The 17 beta-estradiol plays a role in physiology of pancreas and may protect it from inflammation. To examine the possible anti-inflammatory effects of 17 beta-estadiol in pancreaticobiliary duct ligated (PBDL) acute pancreatitis (AP) model, and the underlying mechanism that 17 beta-estradiol acts on, via evaluating the direct and the receptor related effects by using 17 beta-estradiol, ER-alpha and -beta agonists. In the study both sexes of rats (n = 88) were used. Animals were divided into two groups as PBDL and PBDL + ovariectomized.

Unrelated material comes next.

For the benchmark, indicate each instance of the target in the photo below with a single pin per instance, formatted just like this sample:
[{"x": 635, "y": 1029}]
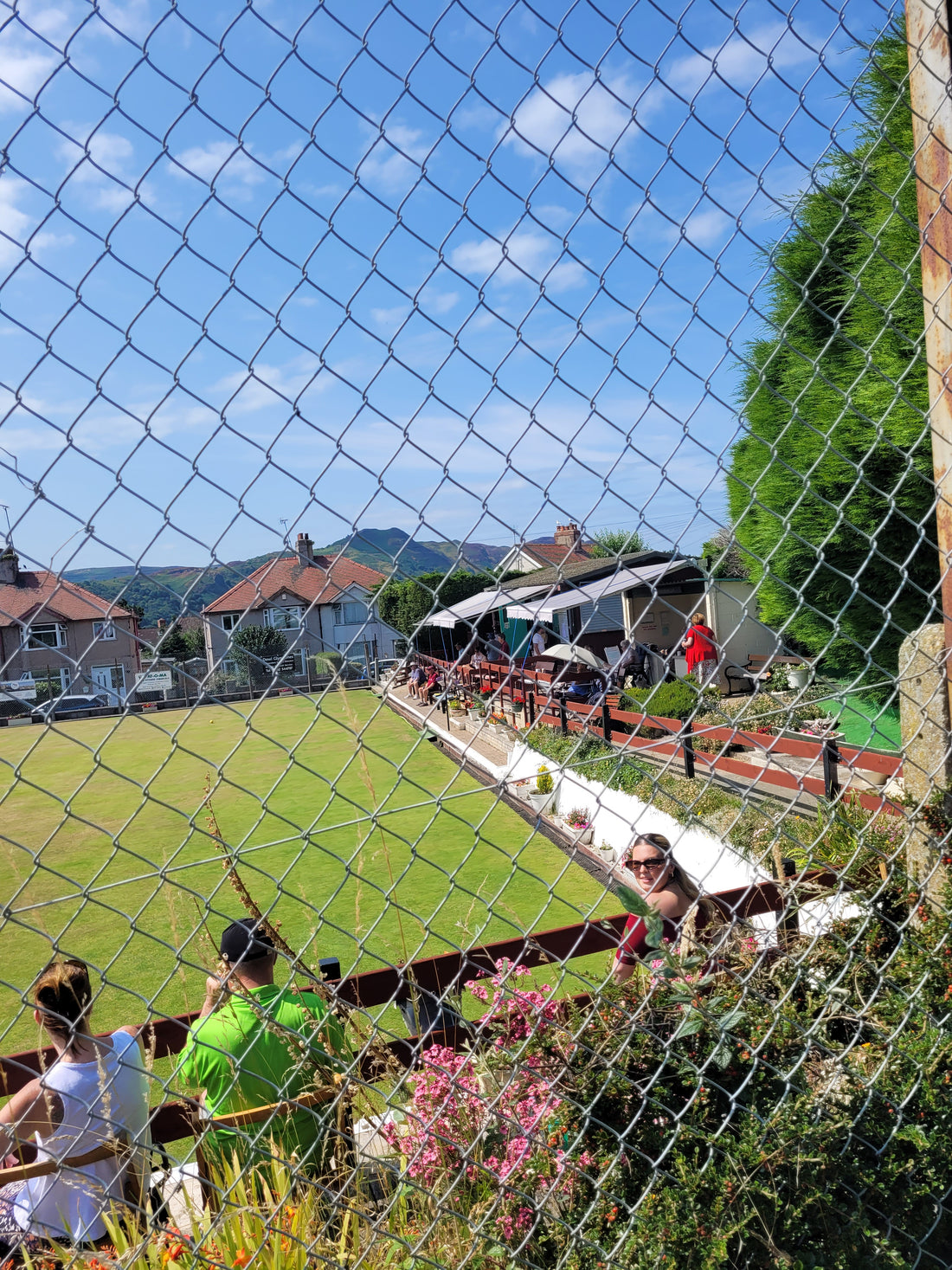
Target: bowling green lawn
[{"x": 106, "y": 850}]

ER-alpha agonist propyl-pyrazole-triol (PPT; 1 mg/kg/day), ER-beta agonist diarylpropionitrile (DPN; 1 mg/kg/day) and 17 beta-estradiol (10 mg/kg/day) were administered to the groups for 3 days following AP induction. On the 3rd day, lung and pancreas tissues and serum samples were taken for malondialdehyde (MDA), glutathione (GSH), myeloperoxidase (MPO), superoxide dismutase (SOD) and interleukin (IL) assays, and histological analyses. In both tissues of male and female AP groups MPO, MDA, SOD levels were increased (P < 0.05 - 0.01) and GSH levels were decreased (P < 0.05). Pancreas and lung MDA and SOD levels were improved with all treatments in female, except lung MDA levels of PPT-treated ones, while lung MDA and SOD levels were improved by PPT and 17 beta-estradiol in females and via PPT in males (P < 0.05 - 0.001). The increased MPO levels were inhibited with PPT in male pancreas and female lung and with 17 beta-estradiol in female pancreas (P < 0.05). The increased proinflammatory ILs were declined by treatments (P < 0.05 - 0.001). 1713-estradiol and ER-alpha and -beta agonists reduced oxidative pancreatic and pulmonary damage. Estrogen and agonists might have protective role in AP.